I got curious about what actually is a blocker in terms of time complexity, for python. I’ve always known that the smaller the complexity the better, but it’s never quantitative. How bad is n^2? How bad is n^n? How much of an improvement is sqrt(n) or log(n)? What is outrageous to write and is absolutely no-go?

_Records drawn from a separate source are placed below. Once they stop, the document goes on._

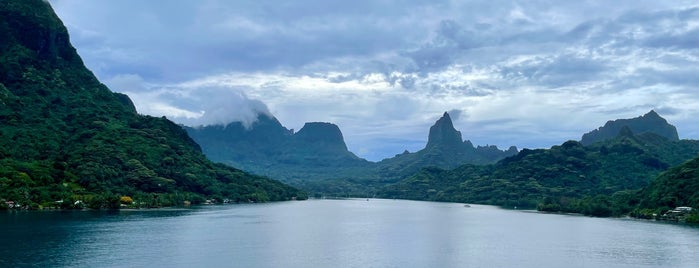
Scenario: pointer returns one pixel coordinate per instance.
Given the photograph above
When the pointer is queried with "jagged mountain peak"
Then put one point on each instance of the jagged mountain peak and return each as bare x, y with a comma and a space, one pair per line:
443, 133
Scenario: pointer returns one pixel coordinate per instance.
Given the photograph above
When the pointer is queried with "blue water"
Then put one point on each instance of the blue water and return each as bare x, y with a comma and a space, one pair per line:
339, 233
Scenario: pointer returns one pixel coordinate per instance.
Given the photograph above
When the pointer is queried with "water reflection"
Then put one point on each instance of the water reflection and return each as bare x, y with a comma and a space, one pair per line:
376, 233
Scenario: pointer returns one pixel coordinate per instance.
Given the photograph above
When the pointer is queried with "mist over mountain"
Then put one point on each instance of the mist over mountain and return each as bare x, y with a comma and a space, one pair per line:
65, 137
316, 157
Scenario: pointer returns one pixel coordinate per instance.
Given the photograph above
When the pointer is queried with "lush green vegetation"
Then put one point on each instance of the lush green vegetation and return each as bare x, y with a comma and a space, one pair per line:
316, 158
68, 141
601, 180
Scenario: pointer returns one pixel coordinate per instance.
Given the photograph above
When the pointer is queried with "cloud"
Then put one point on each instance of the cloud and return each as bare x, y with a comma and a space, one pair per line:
529, 75
190, 105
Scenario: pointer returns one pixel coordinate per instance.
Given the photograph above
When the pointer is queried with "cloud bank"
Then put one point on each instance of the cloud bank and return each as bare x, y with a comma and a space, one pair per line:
531, 74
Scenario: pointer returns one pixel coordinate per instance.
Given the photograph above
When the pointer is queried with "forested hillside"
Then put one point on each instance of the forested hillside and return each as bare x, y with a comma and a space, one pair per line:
65, 137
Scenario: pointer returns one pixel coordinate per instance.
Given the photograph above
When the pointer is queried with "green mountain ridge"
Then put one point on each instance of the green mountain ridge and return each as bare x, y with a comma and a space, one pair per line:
65, 137
570, 177
316, 157
650, 122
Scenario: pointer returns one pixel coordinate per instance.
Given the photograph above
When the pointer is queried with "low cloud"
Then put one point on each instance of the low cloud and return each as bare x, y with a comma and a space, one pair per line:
530, 75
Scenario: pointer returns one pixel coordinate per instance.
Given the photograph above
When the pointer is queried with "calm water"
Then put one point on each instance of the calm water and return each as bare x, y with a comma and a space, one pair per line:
340, 233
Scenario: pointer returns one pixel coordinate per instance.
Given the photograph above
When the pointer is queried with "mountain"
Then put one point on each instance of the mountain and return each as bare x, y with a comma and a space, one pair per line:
445, 149
678, 186
569, 177
316, 152
650, 122
67, 140
316, 157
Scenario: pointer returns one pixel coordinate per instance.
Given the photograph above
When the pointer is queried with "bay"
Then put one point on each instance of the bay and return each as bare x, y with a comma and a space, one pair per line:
339, 233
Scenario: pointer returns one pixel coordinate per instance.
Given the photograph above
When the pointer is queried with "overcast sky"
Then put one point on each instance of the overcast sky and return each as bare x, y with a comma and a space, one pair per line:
526, 73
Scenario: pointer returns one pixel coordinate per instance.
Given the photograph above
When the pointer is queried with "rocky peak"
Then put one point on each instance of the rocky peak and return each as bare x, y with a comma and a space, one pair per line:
443, 133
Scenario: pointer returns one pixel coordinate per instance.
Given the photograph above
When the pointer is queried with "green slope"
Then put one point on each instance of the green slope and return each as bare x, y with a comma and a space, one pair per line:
570, 177
65, 136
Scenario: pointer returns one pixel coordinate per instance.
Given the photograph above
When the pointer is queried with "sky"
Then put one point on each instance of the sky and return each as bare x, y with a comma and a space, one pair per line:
532, 74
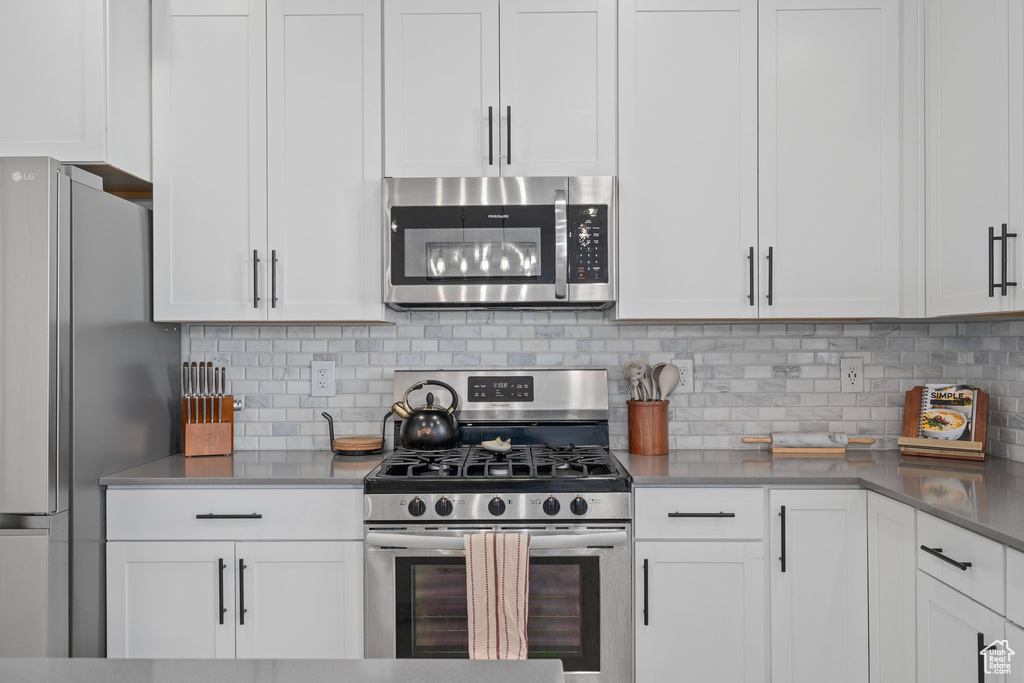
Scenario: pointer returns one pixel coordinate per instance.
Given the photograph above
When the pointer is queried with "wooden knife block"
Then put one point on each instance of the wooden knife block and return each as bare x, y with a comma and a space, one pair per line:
209, 438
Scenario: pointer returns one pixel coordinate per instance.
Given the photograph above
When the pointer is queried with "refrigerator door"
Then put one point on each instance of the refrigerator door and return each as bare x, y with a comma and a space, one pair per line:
33, 244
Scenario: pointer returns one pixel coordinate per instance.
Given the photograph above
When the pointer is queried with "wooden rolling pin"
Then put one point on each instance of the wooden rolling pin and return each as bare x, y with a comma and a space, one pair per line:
809, 442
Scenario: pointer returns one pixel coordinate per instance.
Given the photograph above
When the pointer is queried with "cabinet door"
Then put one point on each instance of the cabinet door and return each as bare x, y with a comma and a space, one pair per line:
951, 631
299, 600
557, 87
693, 599
209, 160
974, 154
892, 568
687, 189
324, 136
170, 600
440, 80
818, 586
829, 145
54, 81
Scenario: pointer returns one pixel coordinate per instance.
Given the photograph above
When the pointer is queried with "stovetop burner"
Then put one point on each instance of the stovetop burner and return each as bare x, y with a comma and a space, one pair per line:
528, 467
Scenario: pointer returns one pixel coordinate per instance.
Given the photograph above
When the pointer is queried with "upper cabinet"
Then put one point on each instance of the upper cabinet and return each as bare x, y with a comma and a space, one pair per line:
76, 85
974, 91
500, 87
760, 158
267, 160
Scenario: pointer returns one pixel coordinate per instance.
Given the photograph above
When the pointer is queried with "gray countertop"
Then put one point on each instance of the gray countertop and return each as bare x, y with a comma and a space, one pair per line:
278, 671
987, 498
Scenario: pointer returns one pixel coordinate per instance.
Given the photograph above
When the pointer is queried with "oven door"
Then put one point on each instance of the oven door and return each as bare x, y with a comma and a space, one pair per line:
580, 596
475, 241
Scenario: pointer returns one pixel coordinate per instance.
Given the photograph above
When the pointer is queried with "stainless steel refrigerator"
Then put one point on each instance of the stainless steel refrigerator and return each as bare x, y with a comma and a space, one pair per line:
86, 389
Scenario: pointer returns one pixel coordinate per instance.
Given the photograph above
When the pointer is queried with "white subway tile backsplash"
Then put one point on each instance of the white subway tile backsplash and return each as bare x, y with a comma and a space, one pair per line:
751, 378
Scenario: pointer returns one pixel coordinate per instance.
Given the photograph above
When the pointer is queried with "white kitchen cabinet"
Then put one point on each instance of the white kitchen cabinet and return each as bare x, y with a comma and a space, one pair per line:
266, 160
828, 222
974, 72
951, 631
687, 181
699, 581
249, 573
756, 138
499, 87
892, 607
76, 82
694, 601
818, 574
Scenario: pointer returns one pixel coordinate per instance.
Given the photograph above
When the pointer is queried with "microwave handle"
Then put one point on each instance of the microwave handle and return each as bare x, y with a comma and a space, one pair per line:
561, 245
560, 541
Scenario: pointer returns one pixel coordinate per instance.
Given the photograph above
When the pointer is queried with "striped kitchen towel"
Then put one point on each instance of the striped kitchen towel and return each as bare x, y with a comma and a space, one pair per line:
497, 586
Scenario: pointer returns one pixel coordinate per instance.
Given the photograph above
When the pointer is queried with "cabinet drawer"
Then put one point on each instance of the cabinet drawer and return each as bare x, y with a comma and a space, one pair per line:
698, 513
983, 580
257, 514
1015, 586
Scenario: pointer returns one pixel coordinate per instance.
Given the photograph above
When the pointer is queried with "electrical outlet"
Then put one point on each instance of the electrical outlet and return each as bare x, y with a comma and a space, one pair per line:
324, 379
852, 374
685, 375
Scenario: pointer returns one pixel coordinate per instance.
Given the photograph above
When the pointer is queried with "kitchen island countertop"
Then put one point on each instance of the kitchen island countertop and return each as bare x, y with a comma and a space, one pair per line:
276, 671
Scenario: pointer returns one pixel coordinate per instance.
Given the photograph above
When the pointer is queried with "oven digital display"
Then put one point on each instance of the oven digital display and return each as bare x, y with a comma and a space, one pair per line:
492, 389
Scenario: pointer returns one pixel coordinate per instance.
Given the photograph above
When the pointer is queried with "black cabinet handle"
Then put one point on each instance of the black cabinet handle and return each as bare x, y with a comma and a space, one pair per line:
645, 586
937, 552
701, 514
255, 279
750, 258
491, 136
508, 134
242, 592
782, 515
273, 279
220, 571
981, 657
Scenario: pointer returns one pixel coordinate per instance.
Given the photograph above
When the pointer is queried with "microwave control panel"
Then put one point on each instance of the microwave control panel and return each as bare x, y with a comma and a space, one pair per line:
588, 243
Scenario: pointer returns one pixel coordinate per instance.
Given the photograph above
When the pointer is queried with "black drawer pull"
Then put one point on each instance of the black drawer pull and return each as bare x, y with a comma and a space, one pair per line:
937, 552
701, 514
210, 515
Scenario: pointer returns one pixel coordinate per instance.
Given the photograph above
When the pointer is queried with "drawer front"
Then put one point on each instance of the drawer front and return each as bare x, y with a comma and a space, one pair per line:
983, 581
235, 514
698, 513
1015, 587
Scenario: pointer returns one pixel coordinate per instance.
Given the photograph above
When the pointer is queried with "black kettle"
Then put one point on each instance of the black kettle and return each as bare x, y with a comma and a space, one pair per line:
428, 427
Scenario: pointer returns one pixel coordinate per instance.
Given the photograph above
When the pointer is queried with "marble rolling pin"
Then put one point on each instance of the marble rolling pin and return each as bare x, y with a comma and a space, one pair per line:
808, 443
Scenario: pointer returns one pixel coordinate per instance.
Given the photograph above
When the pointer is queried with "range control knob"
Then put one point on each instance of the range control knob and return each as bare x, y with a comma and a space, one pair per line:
551, 506
417, 507
496, 506
579, 506
443, 507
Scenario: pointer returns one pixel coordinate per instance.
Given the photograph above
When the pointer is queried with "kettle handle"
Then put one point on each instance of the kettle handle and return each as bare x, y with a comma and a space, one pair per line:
419, 385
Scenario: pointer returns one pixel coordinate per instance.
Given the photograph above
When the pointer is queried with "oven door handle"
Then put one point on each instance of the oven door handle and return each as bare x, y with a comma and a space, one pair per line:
561, 245
559, 542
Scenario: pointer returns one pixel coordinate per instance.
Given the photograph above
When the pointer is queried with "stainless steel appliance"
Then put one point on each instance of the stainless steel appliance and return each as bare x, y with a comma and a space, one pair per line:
559, 482
500, 242
85, 390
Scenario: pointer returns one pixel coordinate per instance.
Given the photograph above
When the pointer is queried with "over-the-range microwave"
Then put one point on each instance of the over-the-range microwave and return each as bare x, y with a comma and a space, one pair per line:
500, 242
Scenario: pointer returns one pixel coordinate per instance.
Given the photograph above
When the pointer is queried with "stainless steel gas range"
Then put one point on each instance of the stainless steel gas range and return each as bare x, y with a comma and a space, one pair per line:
559, 482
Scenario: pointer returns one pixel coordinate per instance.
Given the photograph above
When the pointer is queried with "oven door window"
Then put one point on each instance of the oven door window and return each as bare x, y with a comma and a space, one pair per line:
564, 605
466, 245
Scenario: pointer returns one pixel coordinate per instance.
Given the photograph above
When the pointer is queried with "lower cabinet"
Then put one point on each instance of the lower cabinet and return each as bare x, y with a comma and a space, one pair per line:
700, 611
818, 548
892, 607
225, 599
952, 629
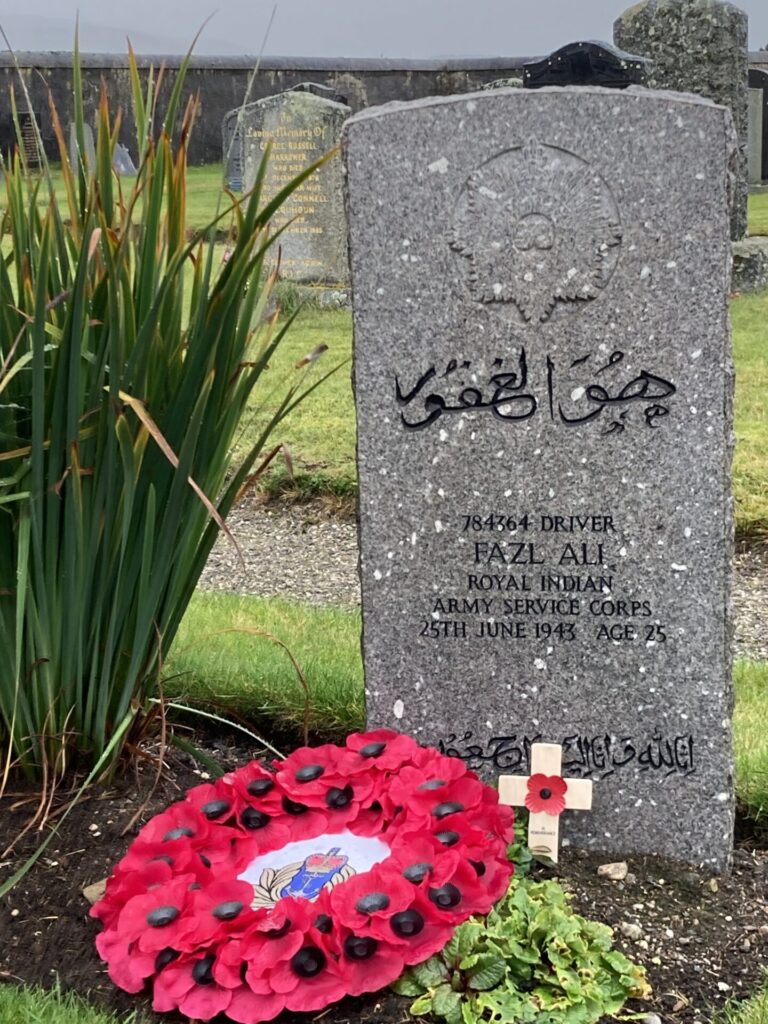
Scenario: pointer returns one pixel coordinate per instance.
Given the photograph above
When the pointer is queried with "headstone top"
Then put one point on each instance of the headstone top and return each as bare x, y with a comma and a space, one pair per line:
324, 91
589, 62
696, 46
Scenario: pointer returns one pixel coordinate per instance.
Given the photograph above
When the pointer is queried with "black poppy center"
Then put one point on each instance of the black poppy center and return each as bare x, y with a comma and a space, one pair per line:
215, 808
338, 799
202, 972
445, 897
417, 872
373, 750
227, 910
407, 924
450, 807
359, 946
253, 819
433, 783
161, 916
278, 933
177, 834
373, 902
292, 807
448, 838
260, 786
308, 962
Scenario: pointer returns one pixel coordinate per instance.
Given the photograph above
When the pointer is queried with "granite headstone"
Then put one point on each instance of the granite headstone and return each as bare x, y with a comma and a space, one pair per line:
696, 46
543, 380
231, 146
755, 155
301, 126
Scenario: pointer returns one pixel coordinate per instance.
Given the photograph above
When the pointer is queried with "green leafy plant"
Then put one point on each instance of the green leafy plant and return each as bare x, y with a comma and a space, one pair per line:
127, 354
530, 961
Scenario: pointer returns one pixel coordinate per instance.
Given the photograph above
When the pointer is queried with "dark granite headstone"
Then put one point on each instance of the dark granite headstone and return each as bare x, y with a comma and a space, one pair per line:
324, 91
301, 127
696, 46
544, 388
587, 64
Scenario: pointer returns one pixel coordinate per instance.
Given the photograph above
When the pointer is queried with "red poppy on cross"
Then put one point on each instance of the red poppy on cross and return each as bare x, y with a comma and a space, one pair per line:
547, 795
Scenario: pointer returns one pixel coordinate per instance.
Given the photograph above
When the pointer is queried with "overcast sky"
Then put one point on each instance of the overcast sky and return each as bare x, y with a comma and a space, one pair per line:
327, 28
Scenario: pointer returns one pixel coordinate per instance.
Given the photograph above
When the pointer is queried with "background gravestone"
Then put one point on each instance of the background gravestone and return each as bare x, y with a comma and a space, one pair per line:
89, 157
586, 62
696, 46
301, 126
231, 146
544, 388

Here are some quantitative answers, with my old MacbookPro, what takes 1 second to run in python:
Code to Execute
def fn(n):
for _ in range(...):
pass
How big n needs to be for fn to take 1 sec:
| Name | fn | n |
| ? | n^n | Between 7 and 8 |
| Factorial | n! | Between 9 and 10 |
| Exponential | 2^n | 21 |
| Cubic | n^3 | 130 |
| Quadratic | n^2 | 1500 |
| Log Linear | n log n | 200,000 |
| Linear | n | 2,500,000 |
| Logarithmic | log n | 10 ^ 1,000,000 |
So yeah, with my poor little laptop, even just having O(n) is not particularly a walk in the park, not to mention anything above that.
It’s very rare to encounter something that’s actually n!, but a total 2 millions of executions, which is equivalent of O(2^n) capping at n=20, O(n^2) capping at n=1500, is a pretty quantitative way to measure how efficient something is.